Twitter Parser

Problem Statement

Most developers face challenges getting the user's data (Tweet and their engagement information) from the Twitter platform. Twitter provides data in the downloadable zip format based on the user's request. But the main challenge is to parse and have them in some data structure to be used in a consumable form.

Solution

This library parses the user's Twitter data and exposes it in a data structure to directly consume in any application or library. The user needs to download the Twitter data from the Twitter platform and provide input to this library.
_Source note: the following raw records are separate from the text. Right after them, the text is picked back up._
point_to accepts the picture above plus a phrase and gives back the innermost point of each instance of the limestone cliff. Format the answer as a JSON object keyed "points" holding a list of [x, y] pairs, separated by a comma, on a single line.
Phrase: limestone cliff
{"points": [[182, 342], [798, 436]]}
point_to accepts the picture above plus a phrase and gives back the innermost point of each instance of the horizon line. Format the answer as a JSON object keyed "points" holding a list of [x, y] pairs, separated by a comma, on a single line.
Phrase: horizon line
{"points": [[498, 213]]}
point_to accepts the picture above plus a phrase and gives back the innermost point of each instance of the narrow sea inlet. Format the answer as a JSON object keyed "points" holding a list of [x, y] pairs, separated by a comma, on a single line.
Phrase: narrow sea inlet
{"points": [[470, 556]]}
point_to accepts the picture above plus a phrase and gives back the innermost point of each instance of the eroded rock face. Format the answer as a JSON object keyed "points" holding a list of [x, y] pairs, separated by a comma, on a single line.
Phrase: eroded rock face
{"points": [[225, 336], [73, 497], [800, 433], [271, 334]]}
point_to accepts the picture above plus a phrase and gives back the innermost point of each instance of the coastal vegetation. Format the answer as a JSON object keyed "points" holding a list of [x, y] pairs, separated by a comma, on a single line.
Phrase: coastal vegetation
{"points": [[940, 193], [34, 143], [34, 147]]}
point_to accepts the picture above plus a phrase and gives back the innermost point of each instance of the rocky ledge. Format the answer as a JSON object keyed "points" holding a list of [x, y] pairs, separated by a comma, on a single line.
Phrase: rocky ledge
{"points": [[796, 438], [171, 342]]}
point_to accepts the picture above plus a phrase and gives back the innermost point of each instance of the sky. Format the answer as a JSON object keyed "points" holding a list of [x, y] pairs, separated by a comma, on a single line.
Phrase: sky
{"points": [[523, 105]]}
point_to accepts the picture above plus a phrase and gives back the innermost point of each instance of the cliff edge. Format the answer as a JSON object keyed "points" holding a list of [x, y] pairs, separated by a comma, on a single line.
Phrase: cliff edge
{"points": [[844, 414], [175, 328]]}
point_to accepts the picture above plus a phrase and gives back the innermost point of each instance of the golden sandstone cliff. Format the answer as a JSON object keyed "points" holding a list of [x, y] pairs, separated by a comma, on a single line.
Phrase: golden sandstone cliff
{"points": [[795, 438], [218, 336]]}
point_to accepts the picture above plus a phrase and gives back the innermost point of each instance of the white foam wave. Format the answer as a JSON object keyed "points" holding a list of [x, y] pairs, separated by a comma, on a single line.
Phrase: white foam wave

It helps the user access tweets and engagement information in the memory and smoothly consume it to build any business use case.

How to use it?

  1. Download your Twitter archive (Settings > Your account > Download an archive of your data).
  2. Twitter may take around 24 hours to provide the zip file.
  3. After 24 hours, download the zip file from the above location Download your Twitter archive
  4. Download the zip file into your local system.
  5. Import the twitter-parser library into your local project.
  6. To import the library, follow these steps.
    1. Install pip and pipenv.
    2. There will be two options, import the library directly from GitHub or clone it into your local and use it.
      1. Import directly from GitHub (recommended)
        # If you are using pipenv, use this
        """pipenv install git+ssh://git@github.com/getphyllo/twitter-parser@<branch_name>#egg=twitter_parser"""
        # If you are using pip, use this
        """pip install git+ssh://git@github.com/getphyllo/twitter-parser@<branch_name>#egg=twitter_parser"""
      2. Clone the twitter-parser into your local and use it.
        # If you are using pipenv, use this
        """pipenv install <path_to_git_clone_directory>"""
        # If you are using pip, use this
        """pip install <path_to_git_clone_directory>"""
    3. The library will be installed in your local project.
  7. Provide the path_to_zip_file of the archived data as a parameter to TwitterDataParser class.
    from twitter_parser.core.parser import TwitterDataParser
    
    if __name__ == "__main__":
        twitter_info = TwitterDataParser(path_to_zip_file='/Users/my_user_name/Desktop/twitter_data.zip')
        #  Here, I have saved the zip file on the desktop, so the path is /Users/my_user_name/Desktop/twitter_data.zip
        var = twitter_info.retrieve_information()
        print(var)
  8. To extract the information of other users, you need to provide the bearer token. (This is mandatory; with this, we can get the other user's info.)
  9. Once the bearer token is received, go to the twitter_parser/utils/constants.py file and search for the variable BEARER_TOKEN and paste it there.
  10. In the above code snippet, we have called the retrieve_information method, but you can also call tweets, following, followers, direct_messages, group_direct_messages methods.
  11. retrieve information method returns the following information:
    user_name
    following
    followers
    tweets
    DMs
    media
    groups_dms
    following_count
    follower_count
    

What does it do?

  1. Extracts the zip file's contents to the current working directory.
  2. Converts the tweets to readable format and stores them in List[Tweet] format.
     Tweet(BaseModel):
        tweet_year
        tweet_type
        retweeted_from
        replied_to_names
        replying_to_tweet
        tweet_data
        tweeted_at
        tweet_url
        tweets_attached_media
    
  3. Replaces URLs with their original versions (the ones found in the archive).
  4. Copies used images to an output folder to allow them to move to a new home.
  5. It will query Twitter for the missing user handles (check with yours first).
  6. Convert DMs to List[DirectMessage] format
    DirectMessage(BaseModel):
        dm_from
        dm_to
        dm_data
        dm_at
    
  7. Convert Group DMs to List[GroupDirectMessages] format
    GroupDirectMessages(BaseModel):
       group_name
       group_dms
       group_participant
    GroupDirectMessage(BaseModule):
       group_dm_from 
       group_dm_data 
       group_dm_at
    
  8. Converts the following and followers into List[User] format
    class User(BaseModel):
        user_handle
        user_profile_url
    
  9. Converts all the data in TwitterUserInfo format.
    TwitterUserInfo(BaseModel):
       user_name
       following
       followers
       tweets
       DMs
       media
       groups_dms
       following_count
       follower_count